Fauda, is a show about an Israeli undercover unit ‘mista’arvim’ which carries out military missions in Palestinian territories. India and Israel have extensive strategic and military ties and India is the largest buyer of Israeli military equipment. Last year, Indian consul general in New York, Sandeep Chakravorty, had called for the ‘Israeli model’ to be adapted in Kashmir. As explained by The Wire, the model espouses for the occupation of sovereign territories of others, illegal conversion of occupied territory into own land, discrimination against citizens on the basis of religion or ethnicity, labelling critics as ‘terrorists’ or ‘anti-nationals’ and impose collective punishment on the occupied people.

Israel’s inhumane approach towards Palestinians can be witnessed from a recent example. Middle East Eye had reported United Nations experts as saying that that there were more than 4,520 Palestinian prisoners, including 183 children, 43 women and 700 detainees with pre-existing medical conditions who were at high-risk exposure to coronavirus in jails. However, the Israeli Supreme Court rejected a minority rights petition and snatched away the human rights of Palestinian prisoners by saying that they did not have any right to social distancing from protection against the coronavirus.

Now, Fauda has found a fan-base in India and many right-wingers, including politicians and army men have praised it, indirectly calling for India to adopt the Israeli model.




On the other hand there is the Turkish hit, Dirilis: Ertugrul (Resistance: Ertugrul) that has captivated the minority community. Dr. Zakir Naik, a radical Islamist scholar said that Ertugrul was ‘less haram’ than Bollywood and Hollywood movies, however he advised people not to watch it. Ertugrul talks about the battles of Ertugrul, the father of Osman I and the founding of the Ottoman Empire.

The series has found a massive following even in Pakistan, with parents naming their children Ertugrul. However, writing for Muslim Mirror, Asad Askari explains that given the testimony of the creators of the show itself, that there was very little information about the period presented in the show, the contents of the show must not be believed to be true as it is not based on history.

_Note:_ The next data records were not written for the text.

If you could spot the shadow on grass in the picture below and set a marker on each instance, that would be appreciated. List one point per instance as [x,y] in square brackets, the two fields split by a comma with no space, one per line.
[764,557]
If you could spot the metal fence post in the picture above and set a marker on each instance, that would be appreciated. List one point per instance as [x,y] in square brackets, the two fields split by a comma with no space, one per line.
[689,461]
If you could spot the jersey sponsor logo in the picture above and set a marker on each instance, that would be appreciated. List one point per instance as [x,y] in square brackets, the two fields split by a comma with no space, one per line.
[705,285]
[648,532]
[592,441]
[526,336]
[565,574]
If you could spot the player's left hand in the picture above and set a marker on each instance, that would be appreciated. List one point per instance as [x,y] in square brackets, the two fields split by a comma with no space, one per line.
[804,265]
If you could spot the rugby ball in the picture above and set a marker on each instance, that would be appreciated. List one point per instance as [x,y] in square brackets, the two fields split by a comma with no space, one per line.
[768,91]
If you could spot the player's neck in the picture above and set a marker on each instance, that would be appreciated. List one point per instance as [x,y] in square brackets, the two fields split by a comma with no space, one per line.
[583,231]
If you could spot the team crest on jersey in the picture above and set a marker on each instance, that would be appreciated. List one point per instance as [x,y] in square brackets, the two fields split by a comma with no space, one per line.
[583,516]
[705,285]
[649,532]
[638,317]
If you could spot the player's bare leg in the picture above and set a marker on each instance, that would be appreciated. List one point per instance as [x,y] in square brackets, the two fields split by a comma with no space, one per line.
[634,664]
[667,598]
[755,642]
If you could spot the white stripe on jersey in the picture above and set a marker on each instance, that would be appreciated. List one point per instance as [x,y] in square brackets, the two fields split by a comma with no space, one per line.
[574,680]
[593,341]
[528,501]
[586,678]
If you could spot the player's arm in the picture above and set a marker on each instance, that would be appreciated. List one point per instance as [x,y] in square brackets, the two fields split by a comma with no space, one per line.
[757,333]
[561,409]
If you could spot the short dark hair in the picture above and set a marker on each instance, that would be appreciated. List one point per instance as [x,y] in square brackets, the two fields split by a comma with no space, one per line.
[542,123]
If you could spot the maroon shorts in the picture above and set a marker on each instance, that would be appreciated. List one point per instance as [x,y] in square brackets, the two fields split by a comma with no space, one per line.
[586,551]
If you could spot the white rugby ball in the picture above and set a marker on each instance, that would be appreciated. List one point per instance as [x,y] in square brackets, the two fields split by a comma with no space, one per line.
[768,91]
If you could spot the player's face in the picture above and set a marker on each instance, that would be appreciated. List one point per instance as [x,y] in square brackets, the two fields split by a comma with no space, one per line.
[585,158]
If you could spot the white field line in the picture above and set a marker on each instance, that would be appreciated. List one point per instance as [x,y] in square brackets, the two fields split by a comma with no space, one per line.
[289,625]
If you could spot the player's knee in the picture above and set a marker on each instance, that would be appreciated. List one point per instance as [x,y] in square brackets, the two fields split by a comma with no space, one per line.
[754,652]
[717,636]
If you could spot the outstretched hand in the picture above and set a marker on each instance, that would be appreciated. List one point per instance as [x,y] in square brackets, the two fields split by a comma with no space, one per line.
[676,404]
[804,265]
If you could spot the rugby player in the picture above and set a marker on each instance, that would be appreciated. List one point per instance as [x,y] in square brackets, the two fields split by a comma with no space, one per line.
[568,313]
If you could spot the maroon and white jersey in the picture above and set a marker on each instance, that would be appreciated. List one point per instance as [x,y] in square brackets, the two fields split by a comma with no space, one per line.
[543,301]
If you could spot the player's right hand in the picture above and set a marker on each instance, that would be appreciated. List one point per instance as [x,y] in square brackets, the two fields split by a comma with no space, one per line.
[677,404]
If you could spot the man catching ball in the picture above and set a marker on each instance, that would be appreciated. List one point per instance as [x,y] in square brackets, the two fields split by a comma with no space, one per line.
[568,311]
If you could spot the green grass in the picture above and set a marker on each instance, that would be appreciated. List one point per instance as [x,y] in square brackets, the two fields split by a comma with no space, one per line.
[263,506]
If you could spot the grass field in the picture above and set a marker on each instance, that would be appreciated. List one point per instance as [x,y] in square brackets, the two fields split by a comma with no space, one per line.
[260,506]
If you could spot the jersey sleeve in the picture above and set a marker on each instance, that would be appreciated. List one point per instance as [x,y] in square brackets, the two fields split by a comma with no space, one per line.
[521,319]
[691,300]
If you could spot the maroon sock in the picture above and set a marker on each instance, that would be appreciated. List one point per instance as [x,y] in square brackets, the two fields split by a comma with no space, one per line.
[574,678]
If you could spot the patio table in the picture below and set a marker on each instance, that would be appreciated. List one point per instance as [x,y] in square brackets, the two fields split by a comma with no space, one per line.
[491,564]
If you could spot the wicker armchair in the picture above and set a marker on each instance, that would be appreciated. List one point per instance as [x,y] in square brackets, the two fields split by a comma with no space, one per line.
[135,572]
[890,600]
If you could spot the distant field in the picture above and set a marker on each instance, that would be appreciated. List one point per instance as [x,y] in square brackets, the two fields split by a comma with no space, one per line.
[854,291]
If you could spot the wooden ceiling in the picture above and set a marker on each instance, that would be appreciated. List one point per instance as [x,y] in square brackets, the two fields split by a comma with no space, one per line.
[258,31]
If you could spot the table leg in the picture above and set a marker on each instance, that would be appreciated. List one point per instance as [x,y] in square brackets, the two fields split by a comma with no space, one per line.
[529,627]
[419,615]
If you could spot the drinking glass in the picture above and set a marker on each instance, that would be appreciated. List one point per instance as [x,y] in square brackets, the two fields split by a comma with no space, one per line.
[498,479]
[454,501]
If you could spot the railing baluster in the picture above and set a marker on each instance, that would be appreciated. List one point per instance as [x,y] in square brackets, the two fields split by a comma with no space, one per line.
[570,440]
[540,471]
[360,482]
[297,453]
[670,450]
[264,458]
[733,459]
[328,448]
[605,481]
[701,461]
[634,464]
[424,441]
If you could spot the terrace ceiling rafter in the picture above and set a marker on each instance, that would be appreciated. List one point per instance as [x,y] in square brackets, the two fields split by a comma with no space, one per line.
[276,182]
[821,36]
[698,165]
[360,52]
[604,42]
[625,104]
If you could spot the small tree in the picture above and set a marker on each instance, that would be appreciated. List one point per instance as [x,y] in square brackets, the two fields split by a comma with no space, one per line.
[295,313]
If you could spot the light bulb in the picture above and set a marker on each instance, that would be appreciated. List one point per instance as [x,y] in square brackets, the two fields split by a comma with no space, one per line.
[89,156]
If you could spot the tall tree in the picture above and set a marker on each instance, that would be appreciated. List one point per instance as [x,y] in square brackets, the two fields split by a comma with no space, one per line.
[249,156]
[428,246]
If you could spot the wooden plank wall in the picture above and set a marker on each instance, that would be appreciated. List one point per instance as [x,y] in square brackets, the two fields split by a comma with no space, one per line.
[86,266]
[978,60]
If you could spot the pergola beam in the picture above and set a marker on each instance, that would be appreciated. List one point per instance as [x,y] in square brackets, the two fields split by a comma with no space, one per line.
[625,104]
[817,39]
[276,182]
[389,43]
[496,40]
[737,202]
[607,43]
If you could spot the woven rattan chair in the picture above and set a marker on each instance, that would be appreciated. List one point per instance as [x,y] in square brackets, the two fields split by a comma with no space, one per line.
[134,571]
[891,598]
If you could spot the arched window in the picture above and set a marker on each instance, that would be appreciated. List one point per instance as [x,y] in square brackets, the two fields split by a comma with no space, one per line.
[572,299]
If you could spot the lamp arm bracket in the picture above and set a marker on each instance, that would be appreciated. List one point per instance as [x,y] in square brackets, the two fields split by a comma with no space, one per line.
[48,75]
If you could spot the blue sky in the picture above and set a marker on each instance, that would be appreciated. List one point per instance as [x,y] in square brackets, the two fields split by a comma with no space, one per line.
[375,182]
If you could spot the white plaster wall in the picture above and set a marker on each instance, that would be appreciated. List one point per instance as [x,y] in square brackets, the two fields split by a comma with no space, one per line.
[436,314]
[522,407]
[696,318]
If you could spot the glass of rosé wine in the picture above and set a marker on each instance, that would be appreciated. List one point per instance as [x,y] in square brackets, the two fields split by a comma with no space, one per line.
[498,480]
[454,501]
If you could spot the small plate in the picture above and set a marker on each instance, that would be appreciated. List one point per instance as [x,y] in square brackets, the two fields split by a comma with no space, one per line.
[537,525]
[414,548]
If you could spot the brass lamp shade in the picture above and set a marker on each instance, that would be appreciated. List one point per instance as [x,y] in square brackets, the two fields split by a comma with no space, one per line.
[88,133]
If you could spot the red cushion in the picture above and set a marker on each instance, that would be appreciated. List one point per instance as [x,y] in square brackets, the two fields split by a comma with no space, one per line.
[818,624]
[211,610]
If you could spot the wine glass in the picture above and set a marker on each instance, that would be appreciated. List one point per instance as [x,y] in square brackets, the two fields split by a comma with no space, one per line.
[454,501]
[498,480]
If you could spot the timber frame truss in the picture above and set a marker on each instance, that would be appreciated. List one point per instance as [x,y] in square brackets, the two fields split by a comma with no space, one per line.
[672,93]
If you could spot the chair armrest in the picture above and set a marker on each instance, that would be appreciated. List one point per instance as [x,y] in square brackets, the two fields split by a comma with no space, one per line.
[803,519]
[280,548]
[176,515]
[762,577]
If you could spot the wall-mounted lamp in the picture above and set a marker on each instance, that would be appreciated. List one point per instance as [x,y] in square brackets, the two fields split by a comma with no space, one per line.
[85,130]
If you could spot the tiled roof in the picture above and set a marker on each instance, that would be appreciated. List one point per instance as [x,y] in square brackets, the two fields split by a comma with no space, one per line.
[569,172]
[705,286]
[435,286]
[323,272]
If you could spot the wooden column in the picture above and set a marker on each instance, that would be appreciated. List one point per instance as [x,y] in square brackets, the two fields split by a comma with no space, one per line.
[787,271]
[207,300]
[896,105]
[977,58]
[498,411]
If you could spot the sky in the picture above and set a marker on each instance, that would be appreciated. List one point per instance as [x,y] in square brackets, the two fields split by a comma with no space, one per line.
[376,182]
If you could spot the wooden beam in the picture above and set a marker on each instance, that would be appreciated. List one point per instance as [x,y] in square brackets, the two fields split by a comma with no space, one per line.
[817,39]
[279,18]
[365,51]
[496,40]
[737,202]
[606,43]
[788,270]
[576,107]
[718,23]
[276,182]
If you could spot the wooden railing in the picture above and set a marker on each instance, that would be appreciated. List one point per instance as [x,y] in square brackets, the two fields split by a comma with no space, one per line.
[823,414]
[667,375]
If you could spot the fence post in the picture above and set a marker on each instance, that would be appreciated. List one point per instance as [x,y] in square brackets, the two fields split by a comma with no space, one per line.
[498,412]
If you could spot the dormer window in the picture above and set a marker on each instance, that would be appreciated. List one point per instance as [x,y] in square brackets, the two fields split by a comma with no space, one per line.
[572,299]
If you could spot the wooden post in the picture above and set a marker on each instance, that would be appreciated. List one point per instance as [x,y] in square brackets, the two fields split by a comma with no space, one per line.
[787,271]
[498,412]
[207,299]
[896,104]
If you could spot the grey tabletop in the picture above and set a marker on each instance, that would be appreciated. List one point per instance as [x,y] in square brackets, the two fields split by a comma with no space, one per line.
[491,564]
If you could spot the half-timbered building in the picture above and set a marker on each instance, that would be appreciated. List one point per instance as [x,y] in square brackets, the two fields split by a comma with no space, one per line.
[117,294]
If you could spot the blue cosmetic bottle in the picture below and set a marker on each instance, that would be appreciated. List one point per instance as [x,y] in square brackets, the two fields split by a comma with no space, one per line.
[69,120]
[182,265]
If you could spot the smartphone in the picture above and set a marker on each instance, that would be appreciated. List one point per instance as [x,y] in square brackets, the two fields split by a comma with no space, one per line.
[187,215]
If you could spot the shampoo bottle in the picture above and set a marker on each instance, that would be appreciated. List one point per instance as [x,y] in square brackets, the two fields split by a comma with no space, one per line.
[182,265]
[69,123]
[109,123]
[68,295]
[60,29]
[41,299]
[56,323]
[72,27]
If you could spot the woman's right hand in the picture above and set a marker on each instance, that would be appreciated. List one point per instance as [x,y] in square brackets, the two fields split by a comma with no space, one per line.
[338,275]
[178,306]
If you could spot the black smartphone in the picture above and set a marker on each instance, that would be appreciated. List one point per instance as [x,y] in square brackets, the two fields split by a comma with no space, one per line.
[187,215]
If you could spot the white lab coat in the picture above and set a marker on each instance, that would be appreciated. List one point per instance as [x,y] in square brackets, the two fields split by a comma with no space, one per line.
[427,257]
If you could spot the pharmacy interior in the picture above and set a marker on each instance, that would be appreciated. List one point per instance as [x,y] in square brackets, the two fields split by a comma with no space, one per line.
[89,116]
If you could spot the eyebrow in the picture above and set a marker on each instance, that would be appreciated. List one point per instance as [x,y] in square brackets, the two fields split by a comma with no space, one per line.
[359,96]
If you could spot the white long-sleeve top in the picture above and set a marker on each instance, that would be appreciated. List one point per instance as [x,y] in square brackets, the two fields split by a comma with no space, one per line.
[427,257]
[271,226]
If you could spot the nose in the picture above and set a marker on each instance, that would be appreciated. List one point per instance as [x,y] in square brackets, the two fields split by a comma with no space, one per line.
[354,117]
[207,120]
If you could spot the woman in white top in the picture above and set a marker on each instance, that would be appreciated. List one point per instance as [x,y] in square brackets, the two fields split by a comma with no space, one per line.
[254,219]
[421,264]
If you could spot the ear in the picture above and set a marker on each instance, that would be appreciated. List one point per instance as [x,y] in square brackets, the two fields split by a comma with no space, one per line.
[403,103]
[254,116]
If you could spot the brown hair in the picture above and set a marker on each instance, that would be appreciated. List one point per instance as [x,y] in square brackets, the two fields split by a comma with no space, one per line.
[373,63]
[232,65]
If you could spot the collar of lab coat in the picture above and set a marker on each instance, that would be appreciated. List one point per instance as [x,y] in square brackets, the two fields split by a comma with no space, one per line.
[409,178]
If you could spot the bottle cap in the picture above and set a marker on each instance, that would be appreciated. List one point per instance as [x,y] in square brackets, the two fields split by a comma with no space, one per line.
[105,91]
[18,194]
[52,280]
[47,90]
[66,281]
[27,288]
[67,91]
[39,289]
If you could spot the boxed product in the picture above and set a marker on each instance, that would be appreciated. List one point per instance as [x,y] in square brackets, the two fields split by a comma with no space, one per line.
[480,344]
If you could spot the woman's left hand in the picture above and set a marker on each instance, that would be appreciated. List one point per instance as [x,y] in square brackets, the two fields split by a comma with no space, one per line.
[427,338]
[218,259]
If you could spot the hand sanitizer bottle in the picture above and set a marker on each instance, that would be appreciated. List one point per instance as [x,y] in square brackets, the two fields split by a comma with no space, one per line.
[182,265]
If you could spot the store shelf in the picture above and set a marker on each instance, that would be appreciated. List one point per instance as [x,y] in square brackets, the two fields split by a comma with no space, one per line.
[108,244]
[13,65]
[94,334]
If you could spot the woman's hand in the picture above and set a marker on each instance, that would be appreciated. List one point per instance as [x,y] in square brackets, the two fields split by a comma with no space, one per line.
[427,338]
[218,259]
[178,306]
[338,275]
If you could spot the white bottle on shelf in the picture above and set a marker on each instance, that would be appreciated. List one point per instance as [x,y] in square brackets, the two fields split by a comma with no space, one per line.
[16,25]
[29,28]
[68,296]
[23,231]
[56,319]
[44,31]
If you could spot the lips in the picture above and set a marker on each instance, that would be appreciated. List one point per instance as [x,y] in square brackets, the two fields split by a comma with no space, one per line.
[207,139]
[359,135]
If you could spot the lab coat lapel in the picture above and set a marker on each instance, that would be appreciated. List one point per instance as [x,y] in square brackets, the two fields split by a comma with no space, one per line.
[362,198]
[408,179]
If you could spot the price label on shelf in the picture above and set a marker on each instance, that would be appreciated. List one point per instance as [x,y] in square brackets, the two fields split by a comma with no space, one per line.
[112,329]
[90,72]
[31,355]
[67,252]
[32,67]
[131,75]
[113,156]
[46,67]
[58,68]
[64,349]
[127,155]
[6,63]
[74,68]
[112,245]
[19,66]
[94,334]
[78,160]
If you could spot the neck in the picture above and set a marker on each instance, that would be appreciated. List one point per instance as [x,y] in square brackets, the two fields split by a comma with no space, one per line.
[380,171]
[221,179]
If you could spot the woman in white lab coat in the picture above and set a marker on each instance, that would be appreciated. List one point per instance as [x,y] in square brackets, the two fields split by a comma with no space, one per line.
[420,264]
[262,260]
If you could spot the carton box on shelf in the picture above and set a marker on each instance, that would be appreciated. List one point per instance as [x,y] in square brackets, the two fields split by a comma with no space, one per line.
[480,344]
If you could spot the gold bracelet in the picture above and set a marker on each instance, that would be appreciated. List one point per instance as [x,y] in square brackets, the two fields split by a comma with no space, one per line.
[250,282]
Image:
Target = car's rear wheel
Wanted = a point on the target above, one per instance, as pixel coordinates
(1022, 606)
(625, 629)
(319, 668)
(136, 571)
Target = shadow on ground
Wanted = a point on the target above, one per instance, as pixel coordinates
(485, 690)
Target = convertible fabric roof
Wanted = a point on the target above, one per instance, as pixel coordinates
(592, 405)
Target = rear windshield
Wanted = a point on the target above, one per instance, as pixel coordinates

A blog, Danilfineman, explains that the Ertugrul craze in Kashmir, where copies of the episode are passed on through pen drives, is a signpost for the alienation of the minorities in India that seek solidarity elsewhere and want to break-free from the dominant political tradition. The series has mostly benefited Turkey PM Tayyip Erdogan who has even been known to visit the sets. Writing for Greater Kashmir, Safeer Ahmed Bhat explained that the repeated dictum of pleasing Allah throughout the series, is in consonance with contemporary Turkey where Erdogan is attempting a mixture of nationalism and Islam.

The same can be seen with the Turkish court annulling the decades-old decree turning Hagia Sophia into a museum where it ruled that the decree was unlawful and paved the way for Hagia Sophia to be re-converted into a mosque even amid international criticism.

Erdogan had criticised the revocation of Article 370 and raised concerns about the future of the Valley in 2019, Firstpost had reported. However, this criticism wasn’t due to the extensive human rights violations that took place there, but due to Erdogan’s own agenda of reviving the Ottoman Caliphate and gaining control of Muslims over the world.

The parallels in Ertugrul and Erdogan’s ideology appear to be dangerous. Whether it is Fauda or Ertugrul, the impact on the psyches of the masses will be irreparable for they seek to mobilise and divide people in the name of religion. The blatant polarisation, backed by government sponsored media agenda, moves people away from the value of secularism which is imperative for a democracy to thrive.

History is being seen through the myopic mindset of Hindus vs. Muslims. The hate politics spread by such right-wingers aim at taking society back to an era which is no more conducive for the current civilization to survive. While a physical war may not be on the cards, such depictions of communities are pushing for a socio-cultural religious war which will have a worse impact on the people and the generations to come.